Reliability Engineers (REs) are responsible for the overall performance and reliability of Airbnb's infrastructure and products. We believe that every engineering team at Airbnb is responsible for running and operating the software that they build. REs provide support to product and infrastructure teams by providing tools, processes and expertise to make services easy to operate and as reliable as possible. RE at Airbnb is a critical role to ensure that our services are properly instrumented and able to scale with our growing business.
What makes Reliability Engineering different at Airbnb?
- We emphasize building tools over manual processes. We create, not operate. Things should go from repeatable to automated quickly.
- We're rooted in open source (http://airbnb.io/) and give as much back to the community as possible with both new and contributions to existing projects.
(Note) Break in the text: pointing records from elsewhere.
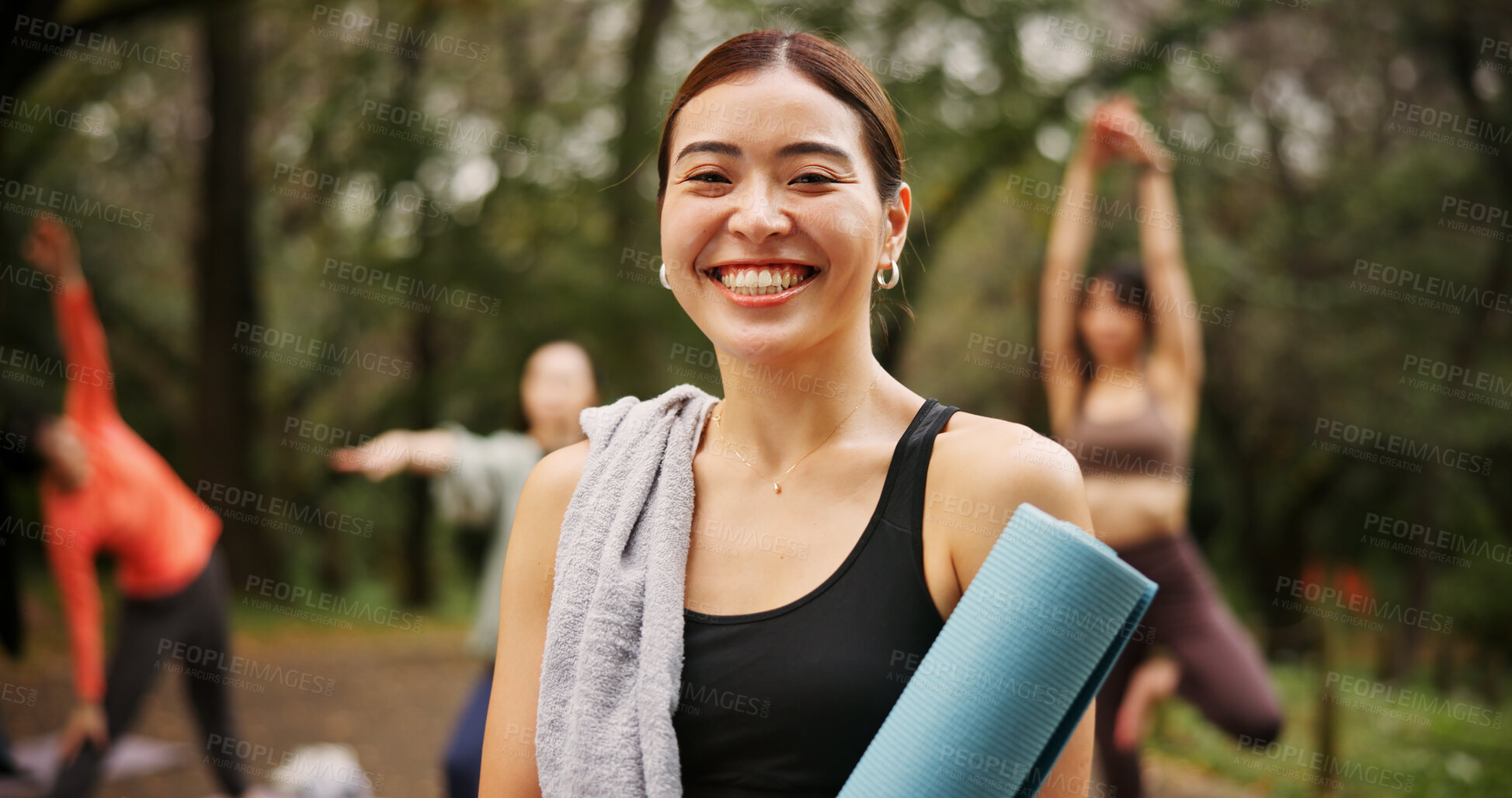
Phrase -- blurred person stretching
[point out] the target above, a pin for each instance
(1127, 367)
(106, 490)
(478, 480)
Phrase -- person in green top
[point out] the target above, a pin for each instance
(477, 480)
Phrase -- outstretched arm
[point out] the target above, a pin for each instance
(89, 396)
(1175, 362)
(1071, 232)
(1178, 335)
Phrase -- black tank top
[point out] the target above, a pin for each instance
(785, 700)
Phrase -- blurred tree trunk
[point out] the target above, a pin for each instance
(226, 288)
(635, 143)
(419, 590)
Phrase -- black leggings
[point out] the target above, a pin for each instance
(1222, 671)
(150, 632)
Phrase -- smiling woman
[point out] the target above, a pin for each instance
(811, 574)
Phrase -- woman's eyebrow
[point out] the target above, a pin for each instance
(788, 150)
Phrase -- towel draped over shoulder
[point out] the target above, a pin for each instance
(613, 660)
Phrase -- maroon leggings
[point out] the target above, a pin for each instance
(1222, 671)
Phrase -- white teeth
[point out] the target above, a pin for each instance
(755, 282)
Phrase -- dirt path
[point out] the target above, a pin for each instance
(394, 697)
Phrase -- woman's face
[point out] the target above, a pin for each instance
(1113, 332)
(771, 225)
(557, 385)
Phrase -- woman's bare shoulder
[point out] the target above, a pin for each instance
(546, 494)
(998, 465)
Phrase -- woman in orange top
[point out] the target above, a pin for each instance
(105, 490)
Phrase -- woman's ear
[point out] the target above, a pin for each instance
(897, 231)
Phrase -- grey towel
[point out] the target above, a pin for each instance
(613, 662)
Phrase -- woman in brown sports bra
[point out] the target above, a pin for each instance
(1125, 352)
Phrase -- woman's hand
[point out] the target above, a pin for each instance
(428, 451)
(52, 249)
(1121, 129)
(377, 459)
(1151, 683)
(64, 453)
(85, 723)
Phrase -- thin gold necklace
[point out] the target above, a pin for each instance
(776, 485)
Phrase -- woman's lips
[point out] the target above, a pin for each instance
(763, 285)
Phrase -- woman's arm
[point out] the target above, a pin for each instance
(1071, 232)
(1178, 336)
(1175, 364)
(509, 744)
(1028, 469)
(89, 396)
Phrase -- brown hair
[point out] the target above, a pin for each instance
(829, 65)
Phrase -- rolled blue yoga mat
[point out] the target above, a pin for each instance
(1010, 674)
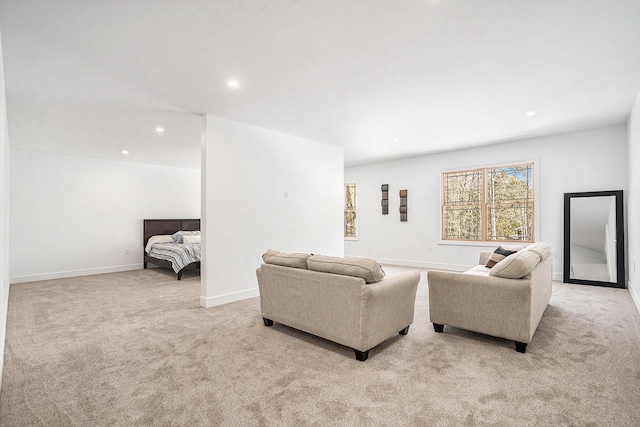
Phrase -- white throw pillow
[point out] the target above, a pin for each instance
(157, 239)
(516, 266)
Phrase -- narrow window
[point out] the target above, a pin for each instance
(350, 224)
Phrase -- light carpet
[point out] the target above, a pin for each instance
(136, 349)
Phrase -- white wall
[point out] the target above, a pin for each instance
(581, 161)
(4, 214)
(72, 215)
(633, 203)
(248, 174)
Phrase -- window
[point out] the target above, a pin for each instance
(488, 204)
(350, 224)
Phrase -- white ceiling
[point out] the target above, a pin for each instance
(92, 77)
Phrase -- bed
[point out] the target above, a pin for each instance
(186, 256)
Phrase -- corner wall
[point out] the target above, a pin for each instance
(74, 216)
(4, 214)
(263, 190)
(633, 203)
(581, 161)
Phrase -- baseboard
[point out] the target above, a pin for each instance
(634, 295)
(208, 302)
(73, 273)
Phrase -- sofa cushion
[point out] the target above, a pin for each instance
(367, 269)
(478, 270)
(294, 260)
(541, 248)
(501, 253)
(516, 265)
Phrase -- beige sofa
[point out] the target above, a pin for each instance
(348, 301)
(505, 301)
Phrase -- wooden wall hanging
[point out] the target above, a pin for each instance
(403, 205)
(385, 199)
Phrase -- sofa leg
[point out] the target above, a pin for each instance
(361, 355)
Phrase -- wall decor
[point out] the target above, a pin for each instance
(385, 199)
(403, 205)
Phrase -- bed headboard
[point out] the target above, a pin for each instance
(153, 227)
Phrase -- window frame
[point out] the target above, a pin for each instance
(484, 206)
(355, 209)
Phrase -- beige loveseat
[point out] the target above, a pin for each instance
(506, 300)
(348, 301)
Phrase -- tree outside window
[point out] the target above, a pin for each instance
(350, 224)
(488, 204)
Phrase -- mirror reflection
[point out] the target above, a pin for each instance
(593, 239)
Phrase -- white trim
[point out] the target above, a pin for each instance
(536, 202)
(74, 273)
(208, 302)
(634, 295)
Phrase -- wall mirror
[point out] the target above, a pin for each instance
(594, 239)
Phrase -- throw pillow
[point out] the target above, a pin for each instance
(498, 255)
(516, 266)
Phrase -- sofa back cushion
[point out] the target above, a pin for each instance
(367, 269)
(541, 248)
(516, 266)
(294, 260)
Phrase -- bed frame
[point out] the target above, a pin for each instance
(153, 227)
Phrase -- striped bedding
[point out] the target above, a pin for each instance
(180, 254)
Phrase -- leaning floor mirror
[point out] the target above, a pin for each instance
(594, 239)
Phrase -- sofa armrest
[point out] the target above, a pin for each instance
(387, 307)
(487, 304)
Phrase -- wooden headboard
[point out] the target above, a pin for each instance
(154, 227)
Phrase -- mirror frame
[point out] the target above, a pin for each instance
(620, 257)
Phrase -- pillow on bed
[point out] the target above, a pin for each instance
(177, 236)
(188, 238)
(157, 239)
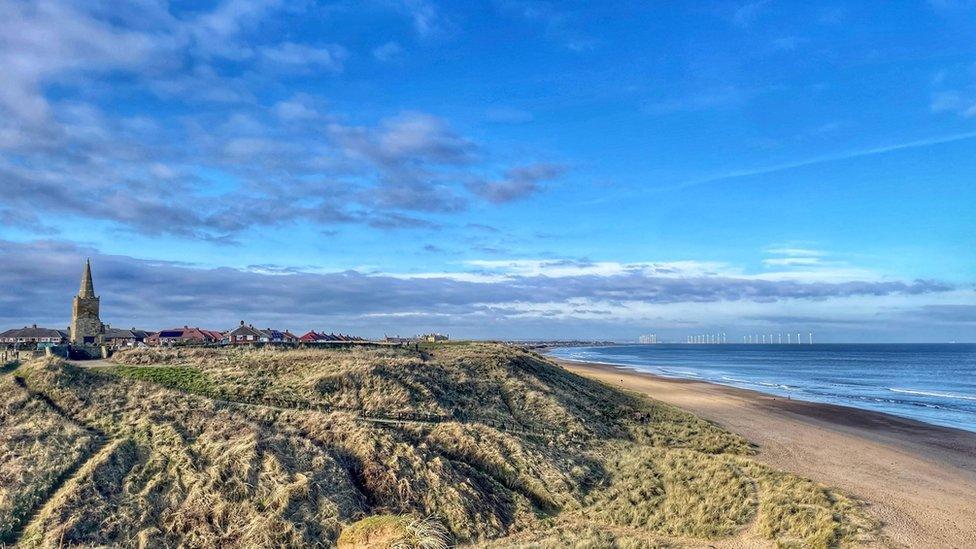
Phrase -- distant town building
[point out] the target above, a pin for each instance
(86, 326)
(245, 334)
(311, 337)
(115, 337)
(187, 335)
(398, 339)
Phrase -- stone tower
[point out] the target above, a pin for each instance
(86, 327)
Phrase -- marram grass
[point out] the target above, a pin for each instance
(494, 447)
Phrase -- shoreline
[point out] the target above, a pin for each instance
(919, 479)
(886, 414)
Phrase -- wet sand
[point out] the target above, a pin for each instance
(918, 479)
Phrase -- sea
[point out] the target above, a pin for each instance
(933, 383)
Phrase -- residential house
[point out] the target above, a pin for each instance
(132, 337)
(246, 334)
(186, 335)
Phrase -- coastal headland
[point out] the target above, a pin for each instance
(918, 479)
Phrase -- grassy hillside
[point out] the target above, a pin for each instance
(471, 444)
- Our job is to focus on building reliable infrastructure and tools for our product teams so that they can focus on solving user problems and new features, not reinventing platforms.
- SREs don't sit on the other side of the tossing fence -- we're a first class engineering citizen and help lead our infrastructure focus
What are some examples of Reliability Engineering work at Airbnb?
- Drive service reliability by developing tooling that enables metric visibility using SLIs, SLOs, and SLAs.
- Developing Production Readiness standards to ensure service reliability
- Work with product engineering teams on design and implementation choices of large scale distributed systems
- Automate as much as humanly possible and always configure as code
- Bring ideas to life (i.e. production) to help make the lives of engineers better
- Predict our future failures and work proactively to mitigate them
- Advocate and implement reliable design patterns (circuit breakers, graceful degradation, etc.)
- Partner with the broader Airbnb organization to learn from incidents through a blameless postmortem process
Some examples of Database Reliability projects are:
- Working on our next generation database architecture supporting a data localized, multi-region setup
- Assessing database capacity and working with Airbnb developers to proactively address scaling challenges
- Developing tooling for database operations including upgrades, patches and schema migrations
- Building monitoring systems to detect query workload regressions and deliver performance insights
The following experience is relevant to us:
- 4+ years of industry experience
- Experience operating and maintaining database clusters (MySQL, Vitess, etc)
- The knack for writing, clean, readable, maintainable code
- An eye for automation and instrumentation
- The ability to decompose complex systems and find failure scenarios
- Great communication skills
- Knowledge of public cloud platforms (AWS, Google Cloud Platform, etc)
Founded in August of 2008 and based in San Francisco, California, Airbnb is a trusted community marketplace for people to list, discover, and book unique accommodations around the world — online or from a mobile phone. Whether an apartment for a night, a castle for a week, or a villa for a month, Airbnb connects people to unique travel experiences, at any price point, in more than 33,000 cities and 192 countries.